Stock market
may be priced
to perfection
Investors will be studying
earnings reports and outlooks
in order to keep the rally going
By Hope Yen and Amy Baldwin
Associated Press
NEW YORK -- Investors' appetite for stocks slowed this past week amid a spate of bad news, including weak retail sales, a brokerage downgrade of Texas Instruments Inc. and a downbeat revenue outlook from Nokia Corp.
While some retreat was to be expected given Wall Street's six-month run-up, analysts fear stocks could be in for a deeper correction if increasingly demanding investors are disappointed by third-quarter profits. Investors are intently scrutinizing earnings reports and outlooks, and details like a drop in handset sales or software licenses can be enough to send the entire market lower.
"It is tough to be priced for perfection in a less-than-perfect world ... and the earnings preannouncement season looms," said Bryan Piskorowski, market commentator at Wachovia Securities.
Analysts say that with investors paying line-by-line attention to company reports, the market will be able to sustain its current high levels only if the quality of earnings -- not just the numbers themselves -- also improves.
For example, investors will look for earnings growth based on higher revenues -- consumers and companies buying goods and services -- not because of cost-cutting or favorable currency conversions. They'll also want outlooks for the fourth quarter and beyond to remain strong, especially with an expected rise in interest rates that could threaten to dampen consumer spending.

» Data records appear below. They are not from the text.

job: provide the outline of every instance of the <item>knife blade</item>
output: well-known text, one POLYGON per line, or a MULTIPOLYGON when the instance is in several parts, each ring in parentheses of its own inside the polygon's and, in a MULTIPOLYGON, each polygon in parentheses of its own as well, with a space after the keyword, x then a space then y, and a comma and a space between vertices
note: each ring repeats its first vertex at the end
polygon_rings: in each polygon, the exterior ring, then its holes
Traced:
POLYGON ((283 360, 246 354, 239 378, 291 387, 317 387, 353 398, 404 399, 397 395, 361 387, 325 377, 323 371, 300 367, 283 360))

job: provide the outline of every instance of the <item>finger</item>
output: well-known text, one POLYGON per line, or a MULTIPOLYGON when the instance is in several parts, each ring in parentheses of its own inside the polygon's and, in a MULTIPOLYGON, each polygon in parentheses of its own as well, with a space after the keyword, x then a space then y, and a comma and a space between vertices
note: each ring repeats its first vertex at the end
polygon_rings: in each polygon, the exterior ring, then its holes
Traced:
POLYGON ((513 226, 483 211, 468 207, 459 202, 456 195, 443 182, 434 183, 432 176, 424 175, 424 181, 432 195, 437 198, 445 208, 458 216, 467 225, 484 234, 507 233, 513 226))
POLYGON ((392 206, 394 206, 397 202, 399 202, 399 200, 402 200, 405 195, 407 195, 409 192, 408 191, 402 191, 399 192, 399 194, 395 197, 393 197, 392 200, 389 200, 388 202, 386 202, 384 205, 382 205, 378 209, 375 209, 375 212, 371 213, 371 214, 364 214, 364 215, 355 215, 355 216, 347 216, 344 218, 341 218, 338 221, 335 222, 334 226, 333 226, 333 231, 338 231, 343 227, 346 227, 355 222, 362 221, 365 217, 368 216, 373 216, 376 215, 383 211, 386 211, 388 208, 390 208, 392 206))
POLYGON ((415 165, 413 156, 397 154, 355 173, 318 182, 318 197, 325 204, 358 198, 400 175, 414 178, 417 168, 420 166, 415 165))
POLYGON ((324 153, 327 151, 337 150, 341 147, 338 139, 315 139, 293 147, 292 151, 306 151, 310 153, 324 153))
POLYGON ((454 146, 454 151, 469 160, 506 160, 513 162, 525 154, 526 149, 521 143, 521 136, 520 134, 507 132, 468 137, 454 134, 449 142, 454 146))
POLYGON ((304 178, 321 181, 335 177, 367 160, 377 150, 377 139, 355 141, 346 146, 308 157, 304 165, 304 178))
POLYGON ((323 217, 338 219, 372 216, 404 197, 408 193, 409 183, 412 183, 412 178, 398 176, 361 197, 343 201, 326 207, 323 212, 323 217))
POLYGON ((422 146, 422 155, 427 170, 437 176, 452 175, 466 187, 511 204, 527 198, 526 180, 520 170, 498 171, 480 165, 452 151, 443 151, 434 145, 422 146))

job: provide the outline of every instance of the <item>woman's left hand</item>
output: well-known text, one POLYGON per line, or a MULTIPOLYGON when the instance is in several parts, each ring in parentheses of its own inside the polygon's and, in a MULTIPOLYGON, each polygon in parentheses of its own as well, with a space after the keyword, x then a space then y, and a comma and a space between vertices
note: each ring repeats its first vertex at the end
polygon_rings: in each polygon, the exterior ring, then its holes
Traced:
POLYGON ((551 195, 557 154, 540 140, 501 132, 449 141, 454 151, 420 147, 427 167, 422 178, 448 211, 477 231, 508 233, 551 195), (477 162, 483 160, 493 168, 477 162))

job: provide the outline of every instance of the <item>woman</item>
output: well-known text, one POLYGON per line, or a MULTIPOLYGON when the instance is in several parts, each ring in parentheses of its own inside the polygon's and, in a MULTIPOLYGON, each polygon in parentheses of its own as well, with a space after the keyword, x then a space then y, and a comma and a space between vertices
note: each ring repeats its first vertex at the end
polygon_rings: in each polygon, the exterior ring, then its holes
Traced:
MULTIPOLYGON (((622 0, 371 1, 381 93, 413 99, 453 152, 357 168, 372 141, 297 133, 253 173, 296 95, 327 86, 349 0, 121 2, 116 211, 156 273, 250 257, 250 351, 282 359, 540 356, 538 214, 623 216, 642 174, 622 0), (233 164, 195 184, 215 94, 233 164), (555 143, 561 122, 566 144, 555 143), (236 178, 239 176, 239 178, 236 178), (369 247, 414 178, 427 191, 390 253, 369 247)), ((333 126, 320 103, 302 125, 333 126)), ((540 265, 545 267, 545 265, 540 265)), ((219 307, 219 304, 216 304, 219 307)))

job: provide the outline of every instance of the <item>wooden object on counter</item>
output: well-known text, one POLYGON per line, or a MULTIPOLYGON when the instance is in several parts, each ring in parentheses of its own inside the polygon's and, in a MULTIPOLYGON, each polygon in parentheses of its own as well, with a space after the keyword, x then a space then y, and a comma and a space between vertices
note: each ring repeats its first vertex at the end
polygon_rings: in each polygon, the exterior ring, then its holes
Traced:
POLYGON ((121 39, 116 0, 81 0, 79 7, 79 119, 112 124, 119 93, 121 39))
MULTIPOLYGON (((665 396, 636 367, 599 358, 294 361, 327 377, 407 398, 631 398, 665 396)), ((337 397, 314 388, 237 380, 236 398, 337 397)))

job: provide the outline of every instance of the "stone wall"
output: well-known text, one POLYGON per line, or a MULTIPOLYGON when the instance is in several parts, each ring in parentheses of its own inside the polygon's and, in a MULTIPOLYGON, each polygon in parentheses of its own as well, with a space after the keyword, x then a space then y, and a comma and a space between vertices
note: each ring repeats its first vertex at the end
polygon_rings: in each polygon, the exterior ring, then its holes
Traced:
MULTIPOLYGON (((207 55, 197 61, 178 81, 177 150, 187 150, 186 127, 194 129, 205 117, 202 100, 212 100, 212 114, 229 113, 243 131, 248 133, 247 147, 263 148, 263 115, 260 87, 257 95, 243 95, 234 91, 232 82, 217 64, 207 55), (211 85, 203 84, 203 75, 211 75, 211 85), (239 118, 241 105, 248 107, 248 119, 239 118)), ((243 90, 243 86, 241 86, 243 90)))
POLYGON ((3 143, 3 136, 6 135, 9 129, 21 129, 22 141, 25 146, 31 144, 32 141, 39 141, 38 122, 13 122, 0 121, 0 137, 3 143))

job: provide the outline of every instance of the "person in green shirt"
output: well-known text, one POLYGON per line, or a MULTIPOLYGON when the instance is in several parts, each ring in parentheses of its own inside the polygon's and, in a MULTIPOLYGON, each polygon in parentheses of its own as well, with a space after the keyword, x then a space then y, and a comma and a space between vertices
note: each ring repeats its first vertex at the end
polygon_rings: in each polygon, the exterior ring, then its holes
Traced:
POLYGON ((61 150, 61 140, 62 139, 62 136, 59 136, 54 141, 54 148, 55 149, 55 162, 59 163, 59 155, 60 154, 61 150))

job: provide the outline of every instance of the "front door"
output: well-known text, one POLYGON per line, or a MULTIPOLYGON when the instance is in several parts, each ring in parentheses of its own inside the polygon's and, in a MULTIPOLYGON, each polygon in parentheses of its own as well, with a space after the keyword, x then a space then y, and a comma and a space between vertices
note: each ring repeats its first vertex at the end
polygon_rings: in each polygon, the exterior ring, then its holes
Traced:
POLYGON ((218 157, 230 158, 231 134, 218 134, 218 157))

"It depends entirely on economic growth and corporate profits rebounding on a sustained basis," said Joseph Keating, chief investment officer at AmSouth Asset Management.
Investors' uncompromising attitude this past week led to a lower finish for the three main gauges. The drop ended the Dow Jones industrials' five-week winning streak, and a four-week advance for the Nasdaq composite and Standard & Poor's 500 indexes.
Indeed, Wall Street has priced in a robust rebound in the economy and earnings with the major stock gauges standing well above the lows for the year that they hit March 11. The Dow is now up 26 percent, the Nasdaq has surged about 46 percent and the S&P 500 index has climbed 27 percent.
The Dow ended the week down 31.79, or 0.3 percent, closing yesterday at 9,471.55.
The Nasdaq had a weekly loss of 3.21, or 0.2 percent, closing at 1,855.03 yesterday. The S&P declined 2.76, or 0.3 percent, for the week, closing at 1,018.63.
For the week, the Russell 2000, the barometer of smaller company stocks, inched up 0.19, or 0.04 percent, closing at 509.06.